Ock: “I have analyzed their strengths, their weaknesses, and have devised the perfect counter measures. They are no threat.”
This is probably the most pretentious thing I’ve included in a review to date, but the point still stands. Ock is a super villain. He’s a mad scientist. He has a master plan. Cool, that’s fine as an idea. When writing however, you cannot have the character meticulously verbalize the characteristics that makes them such ridiculous stereotypes. It just falls apart once that happens. That’s why Spider-Man’s such a smart mouth to being with. Stan Lee himself recognized how silly and unbelievable characters in comics were, and he had the Thing and Spider-Man mouth off to the villains not only to lampshade the cheesy writing, but to add character. Spidey mouthing off to the villains would make the book a bit more self aware, a bit smarter than what was being published by and large at the type. That’s why Spidey is awesome. When there’s no hero to hang a lamp onto, it’s just cheesy writing and you can’t take it seriously.

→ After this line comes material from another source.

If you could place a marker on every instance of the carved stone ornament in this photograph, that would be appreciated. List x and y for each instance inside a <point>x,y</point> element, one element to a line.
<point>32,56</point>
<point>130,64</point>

I don’t really buy that the majority of the Marvel Universe just happens to not be on their home planet all at the same time. That’s about as convenient as Doctor Strange, a.k.a. former world class surgeon Stephen Strange not being able to heal a bullet wound. Alas, I don’t read every Marvel book out there. What gets me is how at no point do any of the Sinister Six bring up Spider-Man. Uhhh…HELLO?! The one guy who’s kicked your butts more times than prison cellmates! Why isn’t he given a mention? I couldn’t believe it, the guy who they’re most associated with doesn’t even cross their minds. Really?
I also find it weird that the Avengers would consider for a second Ock’s proposal to save the planet, as Ock’s plan was so insanely evil and corrupt. Upon second reading, I suppose it was the reasonable thing to do.
I’ve been ranting a bit, so here are some positive. Caselli’s art is still very cool. Easily my favorite of the three Slott artists. I did like the Spider-Bombs, seperating them from the stupid glider. I lied that Peter was the focus of the issue, although that shouldn’t be a plus since it’s his own title. It’s so rare now that he is the focus that it might as well earn a no-prize.
I liked this when I first read it, and it’s not terrible. But when sit down and think about it…come on.